FACTBOX-EU to improve protection of financial consumers

July 12, 2010

July 12 (Reuters) – The European Union’s executive put forward proposals on Monday to bolster consumer confidence through better and faster protection of investors who face a run on their bank or have been the victim of fraud.

The European Commission’s plans are part of wider efforts to learn from the financial crisis, in which the savings of millions of people were hit by extreme market volatility and some banks had to be rescued by taxpayers.

The Commission has proposed toughening EU rules that protect bank account holders and retail investors. It has opened a public consultation on improving how insurance policy holders are safeguarded.

The 27 EU states and the European Parliament have the final say on the proposals, which seek to encourage investors to save for their retirement and avoid taxpayers having to bail out banks again in any future crisis.

BANK DEPOSITS

* Under EU rules dating to 1994, all states must set up national deposit guarantee schemes to reimburse account holders up to a certain level if their bank runs into trouble.

* During the financial crisis, the EU approved quick-fix changes to increase coverage to at least 50,000 euros ($63,000) by June 2010 and to a uniform level, expected to be 100,000 euros, by the end of 2010.

* The Commission proposes confirming the increase to 100,000 euros per depositor per bank by the end of 2010, which will cover 95 percent of all bank account holders in the EU.

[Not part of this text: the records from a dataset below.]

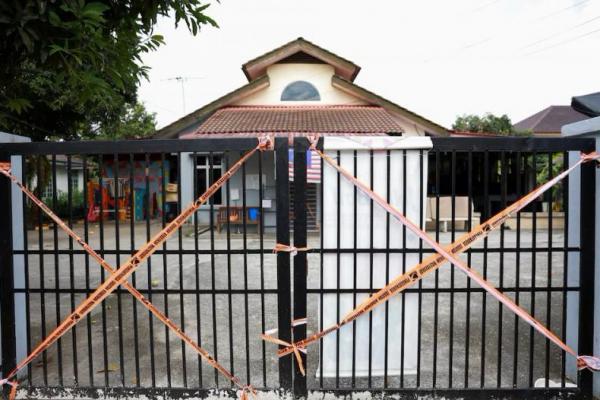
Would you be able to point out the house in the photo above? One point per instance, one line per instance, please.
(550, 120)
(296, 89)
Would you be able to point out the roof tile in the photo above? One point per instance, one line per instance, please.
(299, 119)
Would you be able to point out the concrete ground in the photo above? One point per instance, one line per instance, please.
(88, 357)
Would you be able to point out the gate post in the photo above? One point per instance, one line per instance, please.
(283, 259)
(587, 270)
(7, 297)
(300, 265)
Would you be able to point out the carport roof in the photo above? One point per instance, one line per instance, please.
(299, 119)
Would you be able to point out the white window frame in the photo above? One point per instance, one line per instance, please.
(206, 166)
(48, 191)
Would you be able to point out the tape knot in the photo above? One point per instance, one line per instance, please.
(293, 250)
(266, 143)
(589, 362)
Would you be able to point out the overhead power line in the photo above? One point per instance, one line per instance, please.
(560, 33)
(563, 10)
(564, 42)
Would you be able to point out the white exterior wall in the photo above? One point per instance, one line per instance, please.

* It would cover small businesses and all currencies.

* From the end of 2013, customers would get their deposits back within seven days, compared to three months at present and four to six weeks by the end of 2010.

* New steps will ensure that national deposit guarantee schemes are well funded by 2020.

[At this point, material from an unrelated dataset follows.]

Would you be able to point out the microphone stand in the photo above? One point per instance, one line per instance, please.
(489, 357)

* The Commission estimated that even if banks passed on all the extra costs of the new rules, it would increase bank fees by only 7-12 euros a year per account.

RETAIL INVESTORS

* The Commission is proposing amendments to a 1997 EU law on investor compensation schemes in cases where a firm is unable to return assets to an investor because of fraud or negligence.

* The Commission proposes partial or full compensation within nine months compared to several years in some cases at present.

* The Commission proposes that compensation in financial services cases will rise to 50,000 euros from 20,000 euros.

* Consumers would no longer have to pay the first 10 percent of losses.

* Consumers would have better protection against fraudulent misappropriations in which their assets are held by a third-party custodian, such as in the recent Madoff scandal on Wall Street.

* Investor compensation schemes should be funded to a level equivalent to 0.5 percent of the value of assets covered with regular contributions from banks, investment firms and funds.

INSURANCE POLICY HOLDERS

* There are no EU-regulated insurance guarantee schemes to provide last-resort protection to consumers when insurers collapse or are unable to meet their commitments.

* Only 11 EU states operate national insurance guarantee schemes at present — Bulgaria, Denmark, France, Germany, Ireland, Latvia, Malta, Portugal, Romania, Spain and Britain.

* Currently 26 percent of all life insurance policies and 56 percent of all non-life policies are unprotected.

* The Commission’s policy paper sets out different options for a legally binding EU framework for a national insurance guarantee schemes in all member states.

* The Commission wants life and non-life insurance policies to be covered by insurance guarantee schemes, financed by contributions from insurers.

* The Commission estimates the size of a national insurance guarantee scheme should be equivalent to 1.2 percent of gross written premiums per year.

* The Commission will propose a draft law in 2011.